This project is started from the source code in the book "Writing Compilers and Interpreters (3rd edition): A Modern Software Engineering Approach Using Java®, Third Edition", Copyright © 2009 by Ronald Mak, Published by Wiley Publishing, Inc. The original code is "Copyright © 2009 by Ronald Mak - For instructional purposes only. No warranties." No other license is stated in the original sources. The original source code in the book can be downloaded from https://apropos-logic.com/books/wci/
I would like to write a more complete compiler for a "pascalish", not necessarily Pascal (whatever dialect) compatible language. I like Modula statements, for example. I take this project as a playground to learn how language features are implemented, specially the LLVM backend.
- DONE (kind of, see /docs/Original Grammar.txt)
Extract from the original code the precise grammar of the Pascal subset supported, since it is surprisingly not specified in the book (at least explicitly, in a succint (E)BNF grammar form). - Partially DONE (more can come later).
Rename and reorganize packages and project structure. - Mostly DONE
Eliminate the framework parts intended to make support for another languages straightforward, since it is not something I intend to do. Keep the parts that make writing alternative scanners, parsers or code generation backends possible. - (WORKING ON IT...) Write an LLVM based code generator backend.
- Implement Modula style statements (IF THEN [[ELSIF ] ELSE ] END instead of IF THEN ( | BEGIN END) [ELSE IF... etc.).
- Consider if there is any benefit in building a specific language AST instead of the generic ICode* implementation, do it if appropiate.

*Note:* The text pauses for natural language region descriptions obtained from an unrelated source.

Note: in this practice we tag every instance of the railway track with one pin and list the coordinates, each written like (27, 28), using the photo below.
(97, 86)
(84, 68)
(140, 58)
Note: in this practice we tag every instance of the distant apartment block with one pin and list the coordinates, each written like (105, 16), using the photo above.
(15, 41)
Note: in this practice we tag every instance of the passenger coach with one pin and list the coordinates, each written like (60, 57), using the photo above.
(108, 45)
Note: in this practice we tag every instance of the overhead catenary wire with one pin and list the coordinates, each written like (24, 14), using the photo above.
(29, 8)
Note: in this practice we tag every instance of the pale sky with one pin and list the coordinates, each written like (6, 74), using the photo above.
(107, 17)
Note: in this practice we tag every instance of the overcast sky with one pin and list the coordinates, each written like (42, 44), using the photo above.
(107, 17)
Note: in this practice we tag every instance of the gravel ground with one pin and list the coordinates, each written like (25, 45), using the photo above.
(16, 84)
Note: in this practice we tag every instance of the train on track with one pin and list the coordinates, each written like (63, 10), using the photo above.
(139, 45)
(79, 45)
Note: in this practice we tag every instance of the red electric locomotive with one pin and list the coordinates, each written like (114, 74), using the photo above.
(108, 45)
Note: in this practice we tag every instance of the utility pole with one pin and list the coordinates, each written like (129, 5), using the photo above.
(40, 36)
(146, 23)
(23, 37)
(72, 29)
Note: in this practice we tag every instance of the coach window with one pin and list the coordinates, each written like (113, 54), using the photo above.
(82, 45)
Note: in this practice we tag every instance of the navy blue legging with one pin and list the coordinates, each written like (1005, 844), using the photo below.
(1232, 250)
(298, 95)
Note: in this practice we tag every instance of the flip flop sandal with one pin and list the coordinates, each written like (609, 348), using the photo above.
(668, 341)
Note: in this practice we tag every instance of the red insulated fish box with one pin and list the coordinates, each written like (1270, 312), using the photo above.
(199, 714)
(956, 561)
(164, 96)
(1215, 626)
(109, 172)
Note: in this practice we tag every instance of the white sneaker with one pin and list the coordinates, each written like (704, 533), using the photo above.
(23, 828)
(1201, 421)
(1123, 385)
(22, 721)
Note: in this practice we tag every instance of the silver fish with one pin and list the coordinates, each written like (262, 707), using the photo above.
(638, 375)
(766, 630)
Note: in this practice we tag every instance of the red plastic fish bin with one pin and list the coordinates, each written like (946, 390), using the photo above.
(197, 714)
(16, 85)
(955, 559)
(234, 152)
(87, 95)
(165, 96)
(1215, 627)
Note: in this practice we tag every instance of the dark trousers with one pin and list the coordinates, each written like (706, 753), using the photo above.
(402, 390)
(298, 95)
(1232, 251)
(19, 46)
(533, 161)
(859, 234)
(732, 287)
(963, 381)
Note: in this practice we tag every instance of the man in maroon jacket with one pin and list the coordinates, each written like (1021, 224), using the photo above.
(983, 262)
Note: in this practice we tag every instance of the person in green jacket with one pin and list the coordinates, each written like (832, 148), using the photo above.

- Add some missing Pascal/Modula style language features (sets, variant records, pointers, jedi force, etc...)
- Dominate the world...
Build the project, then open a terminal in the \target subdirectory and run this:
> java -jar .\classes\jpas-1.0-SNAPSHOT-jar-with-dependencies.jar compile ..\examples\HelloOnce.pas
You should see this output printed:
001 PROGRAM HelloOnce;
002
003 BEGIN
004 writeln('Hello, world.')
005 END.
5 source lines.
0 syntax errors.
0,04 seconds total parsing time.
0 instructions generated.
0,65 seconds total code generation time.
Within the \target subdirectory you should see a file named "helloonce.ll" with the following content:
; ModuleID = 'helloonce'
source_filename = "helloonce"
target datalayout = "e-m:w-p270:32:32-p271:32:32-p272:64:64-i64:64-f80:128-n8:16:32:64-S128"
target triple = "x86_64-pc-windows-msvc"
define void @main() {
entry:
ret void
}
That's all the LLVM code generator does as of now.